In fairness, the implications of what she realized was happening were so monumental and overwhelming, the human brain simply couldn’t process them all. Just the fact that circumstances had allowed her to catch on to what was happening defied astronomical odds.

And yet here she was, trying to figure out a way to find out where she lived. Not where she had lived minutes before. Not the house she’d left less than an hour before.

Where she lived now.

It had started in a graveyard a few weeks back. She’d always enjoyed walking among tombstones and reading them. Walking up and down the rows and squinting to see weather-worn inscriptions.

Whenever she visited a new town or went on vacation, she’d often end up at a new cemetery. The old ones were always her favorite.

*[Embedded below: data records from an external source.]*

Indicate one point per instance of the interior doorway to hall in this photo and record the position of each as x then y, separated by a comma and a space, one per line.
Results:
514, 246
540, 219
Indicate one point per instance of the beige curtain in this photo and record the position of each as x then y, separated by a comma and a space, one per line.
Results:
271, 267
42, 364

What she’d never done until recently was visit the same graveyard twice. That came about as a result of two headstones that had captured her attention and then her imagination. Side by side, it was a husband and wife; Johnny (born 1913, died 1986) and Michelle (born 1916, died 1992) Shivell. On Johnny’s headstone was a poem that she’d never seen before. It was an ode to his wife Michelle, so touching that the girl returned the next day with pen and paper to copy it down.

But when she approached the two headstones, they were different. They read Johnny (born 1913, died 1983) and Michelle (born 1916, died 1979). There was no poem on Johnny’s gravestone. His wife Michelle had died four years before him.

Her head swam. How could she have gotten it wrong? Where was the poem?

She sat on the grass and wrestled with possible explanations. Could it have been heat stroke? A regular stroke? Or a dream?

She went home but was so troubled by the situation, she returned to the headstones the very next day. Johnny (born 1913, died 1979) and Michelle (born 1916, died 1989). Hesitantly, she looked over to the headstone next to them. She’d made a note of it the previous day… just to be sure she wasn’t going crazy. The control tombstone. It had read Gary Bahr (born 1928, died 2001). Now it read Gary Bahr (born 1928, died 2002). A small difference, but different just the same.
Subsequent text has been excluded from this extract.